Seize fédérations départementales de la FNSEA et de Jeunes Agriculteurs ont appelé à manifester ce 19 décembre dans la cour du Louvre, à Paris. Pourquoi ce lieu ? Car c’est là qu’avait eu lieu, le 14 mai dernier, le discours d’investiture d’Emmanuel Macron. Et c’est ce dernier qui est appelé au banc des accusés par les quelque 800 agriculteurs qui se sont déplacés, selon les organisateurs.

Les manifestants dénoncent des « mensonges » et la « trahison » d’un président qui, lors de sa campagne, promettait une agriculture sans distorsion de concurrence : la signature des accords de libre-échange avec le Canada, les discussions avec le Mercosur, et l’interdiction du glyphosate d’ici à trois ans au lieu de cinq ailleurs en Europe ne passent pas.

« Qu’on cesse les surtranspositions »

« Lors de sa campagne, Emmanuel Macron avait dit qu’il y aurait la même politique agricole commune (Pac) pour tout le monde et pas de subsidiarité, mais avec le coup du glyphosate, il a fait exactement le contraire », indique Stéphane Sanchez, le directeur des FDSEA du grand bassin parisien.

Damien Greffin, agriculteur dans l’Essonne, rappelle qu’« alors que l’Europe a autorisé le glyphosate pour cinq ans, Emmanuel Macron a dit qu’il sera interdit dans trois ans ». lI faut que « les agriculteurs français soient logés à la même enseigne que les autres agriculteurs européens et qu’on cesse les surtranspositions qui amènent des distorsions de concurrence » au sein de l’Union européenne.
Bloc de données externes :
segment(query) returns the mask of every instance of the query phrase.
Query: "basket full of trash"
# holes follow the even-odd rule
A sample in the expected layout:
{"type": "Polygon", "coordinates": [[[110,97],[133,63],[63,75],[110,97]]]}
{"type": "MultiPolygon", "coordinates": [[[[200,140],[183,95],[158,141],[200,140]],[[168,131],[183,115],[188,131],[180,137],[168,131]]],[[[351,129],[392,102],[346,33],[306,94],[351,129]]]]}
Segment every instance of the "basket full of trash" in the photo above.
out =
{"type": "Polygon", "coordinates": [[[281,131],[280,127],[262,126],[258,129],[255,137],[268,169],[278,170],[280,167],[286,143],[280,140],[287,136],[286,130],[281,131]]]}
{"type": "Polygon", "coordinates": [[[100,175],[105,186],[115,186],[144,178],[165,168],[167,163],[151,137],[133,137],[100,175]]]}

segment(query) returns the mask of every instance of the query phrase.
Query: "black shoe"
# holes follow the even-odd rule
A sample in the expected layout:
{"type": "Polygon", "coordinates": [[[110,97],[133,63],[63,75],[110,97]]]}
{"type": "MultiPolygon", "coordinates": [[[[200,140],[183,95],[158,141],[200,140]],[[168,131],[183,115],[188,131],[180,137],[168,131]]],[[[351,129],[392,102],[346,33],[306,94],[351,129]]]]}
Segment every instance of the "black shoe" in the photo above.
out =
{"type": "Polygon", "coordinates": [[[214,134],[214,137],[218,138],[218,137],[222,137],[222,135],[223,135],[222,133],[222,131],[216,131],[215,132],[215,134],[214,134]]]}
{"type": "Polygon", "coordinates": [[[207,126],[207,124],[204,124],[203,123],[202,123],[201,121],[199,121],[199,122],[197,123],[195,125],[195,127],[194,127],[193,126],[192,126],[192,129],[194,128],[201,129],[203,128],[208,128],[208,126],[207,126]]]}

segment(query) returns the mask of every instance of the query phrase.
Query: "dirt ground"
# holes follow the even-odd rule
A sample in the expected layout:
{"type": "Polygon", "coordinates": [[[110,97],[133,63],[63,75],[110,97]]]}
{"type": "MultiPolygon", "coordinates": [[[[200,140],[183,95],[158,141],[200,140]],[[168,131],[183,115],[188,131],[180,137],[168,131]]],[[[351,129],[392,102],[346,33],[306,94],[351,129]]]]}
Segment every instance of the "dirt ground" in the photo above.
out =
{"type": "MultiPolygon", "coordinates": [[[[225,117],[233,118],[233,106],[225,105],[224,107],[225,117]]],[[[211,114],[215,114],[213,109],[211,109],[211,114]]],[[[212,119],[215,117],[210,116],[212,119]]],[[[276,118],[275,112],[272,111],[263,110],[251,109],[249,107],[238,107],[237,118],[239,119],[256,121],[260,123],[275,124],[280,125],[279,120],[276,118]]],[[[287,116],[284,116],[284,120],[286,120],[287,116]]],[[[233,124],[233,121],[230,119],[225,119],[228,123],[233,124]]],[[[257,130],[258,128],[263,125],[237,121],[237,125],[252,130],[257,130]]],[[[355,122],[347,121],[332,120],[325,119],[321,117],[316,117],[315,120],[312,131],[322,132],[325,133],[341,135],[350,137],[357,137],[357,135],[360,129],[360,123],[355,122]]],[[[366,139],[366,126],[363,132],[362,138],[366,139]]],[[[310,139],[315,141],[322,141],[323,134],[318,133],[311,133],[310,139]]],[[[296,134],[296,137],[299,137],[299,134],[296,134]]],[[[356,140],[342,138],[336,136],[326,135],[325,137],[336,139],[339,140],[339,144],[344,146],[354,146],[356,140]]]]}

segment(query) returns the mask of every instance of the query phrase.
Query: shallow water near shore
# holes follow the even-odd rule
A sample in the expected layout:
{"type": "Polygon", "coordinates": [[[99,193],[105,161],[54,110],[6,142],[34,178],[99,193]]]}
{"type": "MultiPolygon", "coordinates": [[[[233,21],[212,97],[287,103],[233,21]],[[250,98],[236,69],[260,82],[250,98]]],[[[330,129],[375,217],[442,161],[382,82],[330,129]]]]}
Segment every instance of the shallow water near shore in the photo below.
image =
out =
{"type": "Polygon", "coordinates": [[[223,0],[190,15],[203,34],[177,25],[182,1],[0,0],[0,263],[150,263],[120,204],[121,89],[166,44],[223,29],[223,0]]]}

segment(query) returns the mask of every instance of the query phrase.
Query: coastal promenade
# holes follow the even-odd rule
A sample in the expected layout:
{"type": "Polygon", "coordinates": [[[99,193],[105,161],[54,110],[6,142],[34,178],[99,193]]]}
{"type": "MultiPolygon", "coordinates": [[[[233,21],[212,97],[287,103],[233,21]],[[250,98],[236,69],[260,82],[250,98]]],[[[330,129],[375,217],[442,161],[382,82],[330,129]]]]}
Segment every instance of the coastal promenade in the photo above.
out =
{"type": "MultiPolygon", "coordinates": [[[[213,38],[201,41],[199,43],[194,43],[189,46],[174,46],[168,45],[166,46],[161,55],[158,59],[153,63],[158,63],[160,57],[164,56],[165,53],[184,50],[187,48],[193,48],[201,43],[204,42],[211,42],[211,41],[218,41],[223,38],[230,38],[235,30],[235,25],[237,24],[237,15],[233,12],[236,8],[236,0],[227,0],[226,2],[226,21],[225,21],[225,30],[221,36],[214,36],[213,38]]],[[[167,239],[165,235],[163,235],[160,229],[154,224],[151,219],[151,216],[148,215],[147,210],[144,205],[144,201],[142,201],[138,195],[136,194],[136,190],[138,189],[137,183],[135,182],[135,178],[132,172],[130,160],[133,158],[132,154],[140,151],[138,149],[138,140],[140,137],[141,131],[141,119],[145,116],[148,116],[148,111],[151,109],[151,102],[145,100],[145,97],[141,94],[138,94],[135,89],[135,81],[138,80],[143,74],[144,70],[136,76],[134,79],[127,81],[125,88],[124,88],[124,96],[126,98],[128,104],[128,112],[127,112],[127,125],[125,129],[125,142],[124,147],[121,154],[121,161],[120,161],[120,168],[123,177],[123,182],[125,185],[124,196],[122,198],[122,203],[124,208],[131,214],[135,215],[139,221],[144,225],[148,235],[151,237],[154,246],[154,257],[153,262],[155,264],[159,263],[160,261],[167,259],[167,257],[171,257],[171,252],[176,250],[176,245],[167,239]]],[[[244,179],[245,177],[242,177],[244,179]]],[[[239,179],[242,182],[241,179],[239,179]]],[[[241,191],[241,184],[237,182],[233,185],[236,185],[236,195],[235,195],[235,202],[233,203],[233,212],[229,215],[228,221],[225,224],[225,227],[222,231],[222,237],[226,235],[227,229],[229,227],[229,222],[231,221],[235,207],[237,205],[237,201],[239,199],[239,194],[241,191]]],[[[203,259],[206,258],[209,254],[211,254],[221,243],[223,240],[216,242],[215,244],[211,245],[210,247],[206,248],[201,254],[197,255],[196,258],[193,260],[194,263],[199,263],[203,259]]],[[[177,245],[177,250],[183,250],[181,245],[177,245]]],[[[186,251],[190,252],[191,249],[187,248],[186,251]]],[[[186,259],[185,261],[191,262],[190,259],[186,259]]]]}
S’agissant des traités de libre-échange, Stéphane Sanchez estime que les pays concernés produisent moins cher, car « les règles de production sont différentes. On n’a pas le droit de produire des OGM en France, mais on a le droit d’importer des produits OGM » avec le risque d’importer de plus en plus et donc « de perdre la souveraineté alimentaire ».

À la fin de la matinée, Matignon a accepté de recevoir quelques représentants des manifestants.